I have a daily cut on the server nginx log habit, so for every day to visit the major search engines, can always record some 404 page information, traditionally I just occasionally analyze the log, but for a lot of log information friends, manual to filter may not be an easy thing, This is not my own slowly research a little bit, for Google, Baidu, search, 360 search, appropriate search, Sogou, Bing and other search engines of the 404 access to become a txt text file, directly on the code test.php.

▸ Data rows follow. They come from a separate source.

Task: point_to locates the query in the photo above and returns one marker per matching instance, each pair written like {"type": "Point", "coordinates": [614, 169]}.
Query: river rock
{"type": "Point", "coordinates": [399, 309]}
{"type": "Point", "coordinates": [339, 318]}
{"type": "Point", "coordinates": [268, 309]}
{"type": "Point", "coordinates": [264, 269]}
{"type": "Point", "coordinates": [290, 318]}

Copy Code code as follows:
<?php
Visit test.php?s=google
$domain = ' http://www.jb51.net ';
$spiders =array (' Baidu ' => ' Baiduspider ', ' 360 ' => ' 360Spider ',
' Google ' => ' Googlebot ', ' Soso ' => ' sosospider ', ' Sogou ' =>
' Sogou Web spider ', ' Easou ' => ' easouspider ', ' Bing ' => ' Bingbot ');
$path = '/home/nginx/logs/'. Date (' y/m/'). (Date (' d ')-1). ' /access_www.txt ';
$s =$_get[' s '];
if (!array_key_exists ($s, $spiders)) Die ();
$spider = $spiders [$s];
$file = $s. ' _ '. Date (' ym '). (Date (' d ')-1). ' TXT ';
if (!file_exists ($file)) {
$in =file_get_contents ($path);
$pattern = '/get (. *) http\/1.1 ' 404.* '. $spider. ' /';
Preg_match_all ($pattern, $in, $matches);
$out = ';
foreach ($matches [1] as $k => $v) {
$out. = $domain. $v. " \ r \ n ";
}
File_put_contents ($file, $out);
}
$url = $domain. ' /silian/'. $file;
echo $url;
Okay, that's it. There is no advanced technology, only the process of hands-on writing.